W Poznaniu grasuje "czyściciel" publicznego regału z książkami
Od kilku lat w naszym mieście działają regały książkowe. Choć generalnie dobrze sprawują one swoją funkcję, to nie wszyscy korzystają z nich we właściwy sposób.
Regały znajdują się w kilku punktach miasta i służą do bezpłatnej wymiany książek. Oczywiście nic się nie stanie, jeśli ktoś zabierze sobie egzemplarz nie pozostawiając nic w zamian.
Co jakiś czas do naszej redakcji docierają jednak informacje o "czyścicielach regałów". Czytelnik Damian przekazał nam zdjęcia starszego mężczyzny, który do obszernych toreb pakował książki znajdujące się w regale przy ul. Fredry.
- Zabrał wszystko co było w języku polskim, a pozostawił książki w języku angielskim. Podejrzewam, że to tylko na sprzedaż, bo gdyby to było na makulaturę lub opał, to zabrałby wszystkie.
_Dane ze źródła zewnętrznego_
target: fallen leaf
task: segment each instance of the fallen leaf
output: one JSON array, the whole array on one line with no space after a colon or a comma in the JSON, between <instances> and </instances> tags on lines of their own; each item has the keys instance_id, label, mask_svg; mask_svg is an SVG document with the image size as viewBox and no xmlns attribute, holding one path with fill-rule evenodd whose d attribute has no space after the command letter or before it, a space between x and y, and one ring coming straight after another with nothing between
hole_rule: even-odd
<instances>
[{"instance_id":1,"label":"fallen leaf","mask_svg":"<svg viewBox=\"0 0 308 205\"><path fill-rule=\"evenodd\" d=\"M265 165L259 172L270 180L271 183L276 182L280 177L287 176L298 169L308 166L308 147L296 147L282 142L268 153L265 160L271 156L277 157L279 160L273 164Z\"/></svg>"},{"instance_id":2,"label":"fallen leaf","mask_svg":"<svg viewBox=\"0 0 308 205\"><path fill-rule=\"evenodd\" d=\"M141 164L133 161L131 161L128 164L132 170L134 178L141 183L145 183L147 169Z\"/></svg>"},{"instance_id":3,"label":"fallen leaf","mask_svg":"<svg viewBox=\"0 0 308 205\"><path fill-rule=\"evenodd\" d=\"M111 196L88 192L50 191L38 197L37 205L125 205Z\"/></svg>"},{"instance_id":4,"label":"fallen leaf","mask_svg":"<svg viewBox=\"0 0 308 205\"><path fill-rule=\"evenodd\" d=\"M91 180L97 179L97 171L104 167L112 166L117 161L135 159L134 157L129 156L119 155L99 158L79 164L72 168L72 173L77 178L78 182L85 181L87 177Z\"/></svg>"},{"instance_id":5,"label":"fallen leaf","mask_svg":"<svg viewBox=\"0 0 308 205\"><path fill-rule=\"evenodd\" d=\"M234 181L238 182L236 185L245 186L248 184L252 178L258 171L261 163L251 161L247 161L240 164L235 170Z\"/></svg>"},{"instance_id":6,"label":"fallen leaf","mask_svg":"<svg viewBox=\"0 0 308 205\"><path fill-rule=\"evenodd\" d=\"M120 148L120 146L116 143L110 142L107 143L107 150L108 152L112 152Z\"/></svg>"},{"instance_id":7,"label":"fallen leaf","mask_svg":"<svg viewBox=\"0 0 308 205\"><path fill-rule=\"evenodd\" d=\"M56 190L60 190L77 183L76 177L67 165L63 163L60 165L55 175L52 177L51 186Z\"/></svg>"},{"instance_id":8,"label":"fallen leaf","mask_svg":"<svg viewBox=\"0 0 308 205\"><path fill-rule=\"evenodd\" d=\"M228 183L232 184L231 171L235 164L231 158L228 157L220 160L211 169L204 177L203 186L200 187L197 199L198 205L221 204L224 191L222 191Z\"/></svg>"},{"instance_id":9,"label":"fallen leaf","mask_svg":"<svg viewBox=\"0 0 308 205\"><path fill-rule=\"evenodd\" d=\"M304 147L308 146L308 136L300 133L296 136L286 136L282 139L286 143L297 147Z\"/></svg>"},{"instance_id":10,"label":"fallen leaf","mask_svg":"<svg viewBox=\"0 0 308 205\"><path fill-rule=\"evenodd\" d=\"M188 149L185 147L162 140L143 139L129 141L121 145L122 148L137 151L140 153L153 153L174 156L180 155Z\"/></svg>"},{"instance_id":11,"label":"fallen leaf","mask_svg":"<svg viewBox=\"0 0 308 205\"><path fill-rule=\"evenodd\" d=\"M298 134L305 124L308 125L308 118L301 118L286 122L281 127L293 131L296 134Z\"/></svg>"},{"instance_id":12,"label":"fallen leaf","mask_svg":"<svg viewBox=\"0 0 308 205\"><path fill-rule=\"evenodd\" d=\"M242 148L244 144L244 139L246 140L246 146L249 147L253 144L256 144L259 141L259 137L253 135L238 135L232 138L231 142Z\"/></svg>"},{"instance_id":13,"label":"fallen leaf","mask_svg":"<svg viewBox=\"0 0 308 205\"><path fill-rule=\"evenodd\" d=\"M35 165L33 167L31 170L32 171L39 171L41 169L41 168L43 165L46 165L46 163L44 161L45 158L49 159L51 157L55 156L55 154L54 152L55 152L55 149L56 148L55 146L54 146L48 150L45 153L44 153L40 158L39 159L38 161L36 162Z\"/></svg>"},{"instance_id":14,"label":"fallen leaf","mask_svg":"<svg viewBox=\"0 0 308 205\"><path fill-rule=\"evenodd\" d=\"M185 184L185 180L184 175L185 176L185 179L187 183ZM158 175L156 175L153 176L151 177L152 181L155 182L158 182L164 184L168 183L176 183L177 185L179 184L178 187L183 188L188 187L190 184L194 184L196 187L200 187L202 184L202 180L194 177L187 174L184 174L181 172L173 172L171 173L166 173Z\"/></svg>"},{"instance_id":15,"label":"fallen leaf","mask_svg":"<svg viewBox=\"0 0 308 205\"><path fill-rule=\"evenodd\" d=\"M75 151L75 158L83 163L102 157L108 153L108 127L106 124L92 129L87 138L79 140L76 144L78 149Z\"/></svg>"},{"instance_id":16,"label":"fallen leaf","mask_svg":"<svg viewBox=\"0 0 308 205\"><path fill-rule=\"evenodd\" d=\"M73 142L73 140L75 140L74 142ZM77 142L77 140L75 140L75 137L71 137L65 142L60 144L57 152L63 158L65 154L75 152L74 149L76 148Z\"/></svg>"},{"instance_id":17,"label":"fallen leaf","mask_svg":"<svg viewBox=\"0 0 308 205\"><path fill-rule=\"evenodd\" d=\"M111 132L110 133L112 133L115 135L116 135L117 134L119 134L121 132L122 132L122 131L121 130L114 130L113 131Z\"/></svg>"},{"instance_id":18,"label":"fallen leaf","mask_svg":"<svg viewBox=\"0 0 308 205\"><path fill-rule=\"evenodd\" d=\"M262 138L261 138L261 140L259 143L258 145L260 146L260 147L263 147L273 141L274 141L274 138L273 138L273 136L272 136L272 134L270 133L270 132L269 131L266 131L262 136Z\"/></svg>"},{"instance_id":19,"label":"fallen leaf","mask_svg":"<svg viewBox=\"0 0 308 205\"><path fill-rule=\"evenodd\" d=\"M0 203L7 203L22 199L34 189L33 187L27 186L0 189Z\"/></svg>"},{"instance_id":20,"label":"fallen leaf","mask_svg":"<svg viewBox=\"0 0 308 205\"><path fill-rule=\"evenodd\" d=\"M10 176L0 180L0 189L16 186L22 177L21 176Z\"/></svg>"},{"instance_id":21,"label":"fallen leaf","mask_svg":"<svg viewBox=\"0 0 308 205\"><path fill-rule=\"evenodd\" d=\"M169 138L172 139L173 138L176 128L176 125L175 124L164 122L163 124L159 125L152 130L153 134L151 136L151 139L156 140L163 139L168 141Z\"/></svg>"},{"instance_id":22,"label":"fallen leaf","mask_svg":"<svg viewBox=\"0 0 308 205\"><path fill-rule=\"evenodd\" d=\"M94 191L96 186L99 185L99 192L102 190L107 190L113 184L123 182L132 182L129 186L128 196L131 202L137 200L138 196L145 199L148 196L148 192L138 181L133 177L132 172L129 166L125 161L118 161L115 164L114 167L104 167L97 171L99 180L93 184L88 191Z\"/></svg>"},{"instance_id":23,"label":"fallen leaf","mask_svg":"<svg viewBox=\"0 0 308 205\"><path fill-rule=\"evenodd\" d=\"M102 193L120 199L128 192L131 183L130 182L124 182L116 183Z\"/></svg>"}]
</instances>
Nie reagowałem, bo teoretycznie pan miał prawo, żeby książki wziąć, a tylko dobre wychowanie sugerowałoby wziąć jedną, dwie lub trzy.
Regałem przy Fredry opiekuje się CK Zamek. - Nie chcę spekulować po co ludziom tyle książek, ani mówić o kradzieży, bo to rzeczy społeczne, które komuś innemu już nie były potrzebne. Nie wiemy czy to tak zapalony czytelnik czy też może jest to sposób na zarobek. Rozstrzyganie tego to nie nasza rola - mówi Michał Janiszewski.
Pracownicy Zamku starają się, żeby w regale zawsze znajdowały się książki. - Obecnie dokładamy ok. 30-40 egzemplarzy 2-3 razy w tygodniu, wcześniej trzeba było to robić codziennie. Jest więc progres - zaznaczył Janiszewski.
Według opiekuna, regał działa coraz lepiej i mobilizuje ludzi do aktywności obywatelskiej. - Ludzie nie wyrzucają książek, tylko zadają sobie trud ich spakowania i przywiezienia do centrum, choć łatwiej byłoby je zostawić na śmietniku. To budujące - przyznał Janiszewski.
Wciąż zdarza się, że w regale umieszczane są ulotki, zniszczone gazety czy po prostu śmieci. Pracownicy zamku codziennie jednak usuwają tego typu rzeczy i apelują do poznaniaków o korzystanie z regału zgodnie z jego ideą.